Processing pipeline

A cryo-EM experiment produces tens of thousands of movie files. To turn those raw frames into a set of picked, extracted particles ready for 3D reconstruction, the data must pass through a well-defined sequence of processing steps. Magellon automates the early, compute-heavy stages and lets you track, inspect, and re-run any step from the Jobs panel.

The 30-second mental model

A cryo-EM dataset is thousands of 2D images of the same molecule frozen at random orientations. Each image is one projection of the 3D molecular density. The pipeline’s job is to clean and characterise those images so the downstream reconstruction can figure out each molecule’s orientation and back-project everything into a 3D map.

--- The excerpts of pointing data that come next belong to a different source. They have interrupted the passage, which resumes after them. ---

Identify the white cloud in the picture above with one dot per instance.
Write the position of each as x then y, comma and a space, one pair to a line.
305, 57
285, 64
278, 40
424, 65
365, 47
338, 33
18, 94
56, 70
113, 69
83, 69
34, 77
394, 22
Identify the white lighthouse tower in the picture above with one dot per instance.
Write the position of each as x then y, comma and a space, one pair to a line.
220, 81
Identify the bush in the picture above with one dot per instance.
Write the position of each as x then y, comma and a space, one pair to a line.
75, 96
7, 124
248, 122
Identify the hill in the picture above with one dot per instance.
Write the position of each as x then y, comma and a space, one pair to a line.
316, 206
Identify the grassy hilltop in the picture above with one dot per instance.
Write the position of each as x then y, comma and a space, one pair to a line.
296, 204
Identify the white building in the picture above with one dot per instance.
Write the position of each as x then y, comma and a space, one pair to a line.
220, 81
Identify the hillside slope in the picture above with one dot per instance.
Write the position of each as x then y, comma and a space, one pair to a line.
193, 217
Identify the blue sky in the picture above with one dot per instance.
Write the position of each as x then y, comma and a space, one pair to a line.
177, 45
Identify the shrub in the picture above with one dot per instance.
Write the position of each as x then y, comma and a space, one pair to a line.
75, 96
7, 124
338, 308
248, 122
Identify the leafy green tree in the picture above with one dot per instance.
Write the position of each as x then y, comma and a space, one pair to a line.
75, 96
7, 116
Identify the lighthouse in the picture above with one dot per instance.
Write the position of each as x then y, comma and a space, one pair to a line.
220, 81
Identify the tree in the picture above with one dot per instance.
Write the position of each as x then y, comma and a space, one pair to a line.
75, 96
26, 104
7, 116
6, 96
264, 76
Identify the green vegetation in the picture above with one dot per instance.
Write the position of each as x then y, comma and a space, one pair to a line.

Everything else is making that work in the presence of noise, motion, and imaging artefacts.

The pipeline at a glance

Step	What it does	Magellon today
Motion correction	Aligns the frames in each movie to remove beam-induced specimen motion	Automated via `motioncor` plugin (MotionCor2/3)
CTF estimation	Fits the microscope’s contrast transfer function per micrograph	Automated via `ctf` plugin (CTFFIND4)
Square detection	Locates grid squares in low-magnification overview images	Automated via `ptolemy` plugin (ONNX model)
Hole detection	Locates ice holes in medium-magnification images	Automated via `ptolemy` plugin (ONNX model)
FFT	Computes the power-spectrum FFT of each micrograph	Automated — always-on reference plugin
Particle picking	Finds particle coordinates in each micrograph	Automated via `topaz` (CNN-based) or `template-picker`
Micrograph denoising	Denoises micrographs using a trained CNN	Automated via Topaz denoising backend
Particle extraction	Cuts and normalises a stack of particle boxes	Automated via `stack-maker` plugin
2D classification	Clusters extracted particles by appearance; removes junk	Automated via `can-classifier` (CAN + MRA)
3D reconstruction onwards	Initial model → refinement → polishing → postprocess	Not yet automated — run externally (RELION, cryoSPARC)

Steps 1–9 are what Magellon orchestrates today. Steps 10 and beyond remain in external tools; Magellon stores their outputs as session artifacts for browsing.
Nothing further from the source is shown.